If you’re looking to amp up your commute, Citi Bike has a new—well, sort of—option to zip you across the boroughs. The bike-sharing service’s popular e-bikes returned Wednesday, 10 months after the pedal-assist two-wheelers were pulled due to a braking issue that sent some riders flying.
As of this week, Citi Bike has begun adding “several hundred” e-bikes to its network of 900 stations in New York City; the rollout will gradually increase over the next months, with 1,000 e-bikes coming to city streets by the end of 2020.
Citi Bike, which is owned by Lyft, was forced to remove the pedal-assist bikes last April after people were injured due to malfunctioning front brakes. The company says that new modifications to the bike’s design have resolved the issue: The revamped version operates with a rear-hub motor that runs on a battery attached to the bike’s roughly 60-pound frame. Instead of pushing a button to start the motor, these e-bikes will always be on.

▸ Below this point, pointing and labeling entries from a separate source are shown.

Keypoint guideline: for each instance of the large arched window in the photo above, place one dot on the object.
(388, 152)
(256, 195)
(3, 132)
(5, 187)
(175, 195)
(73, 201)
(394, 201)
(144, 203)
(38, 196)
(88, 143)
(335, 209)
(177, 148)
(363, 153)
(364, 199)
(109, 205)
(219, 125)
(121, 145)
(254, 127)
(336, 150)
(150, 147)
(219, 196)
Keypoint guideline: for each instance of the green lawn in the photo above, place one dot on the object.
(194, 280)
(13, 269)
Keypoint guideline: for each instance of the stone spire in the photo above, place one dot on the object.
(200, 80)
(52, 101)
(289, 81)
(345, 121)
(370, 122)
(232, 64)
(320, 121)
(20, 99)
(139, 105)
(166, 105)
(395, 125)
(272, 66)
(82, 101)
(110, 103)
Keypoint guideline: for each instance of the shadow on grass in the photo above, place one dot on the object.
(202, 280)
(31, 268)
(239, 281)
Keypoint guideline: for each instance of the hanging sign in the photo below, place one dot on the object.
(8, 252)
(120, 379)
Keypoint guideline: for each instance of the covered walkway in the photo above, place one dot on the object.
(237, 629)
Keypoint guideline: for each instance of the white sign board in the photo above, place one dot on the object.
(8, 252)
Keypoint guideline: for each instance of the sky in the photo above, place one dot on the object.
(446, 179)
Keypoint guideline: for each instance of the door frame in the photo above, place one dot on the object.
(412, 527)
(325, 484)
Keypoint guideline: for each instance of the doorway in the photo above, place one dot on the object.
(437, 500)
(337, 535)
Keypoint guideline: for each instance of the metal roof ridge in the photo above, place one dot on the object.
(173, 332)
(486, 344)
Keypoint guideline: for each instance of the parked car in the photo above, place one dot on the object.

A trip on an e-bike will cost 10 cents per minute for Citi Bike subscribers (an annual subscription is $169), 5 cents per minute for reduced fare subscribers, and 15 cents per minute for those without a subscription. Citi Bike has yet to master a way to charge the bikes at docking stations, meaning workers will have to manually take the drained vehicles offline to juice them back up. The battery lasts for about 30 miles and can send commuters zipping at top speeds of 18 miles per hour.
The return of the pedal assist Citi Bikes comes as the city works to beef up biking infrastructure across the boroughs through Mayor Bill de Blasio’s Green Wave plan. The $58.4 million effort launched last July after a spate of cyclists deaths on the city streets.
In a “progress report” released this week, the city’s Department of Transportation (DOT) announced that it rolled out 21.4 miles of protected bike lanes last year, a mix of lanes with bollards, medians, and parked cars for seperation. Much of that work focuses on 10 Brooklyn and Queens community board that have high rates of cyclists deaths or injuries and limited infrastructure, such as Elmhurst, Flatbush, and Midwood.
Under the program the city also committed to installing 30 new miles of protected lanes in 2020, including 10 miles in Manhattan. Those projects include completing the Central Park West northbound lanes, and bringing the Sixth Avenue northbound lane through Midtown to Central Park.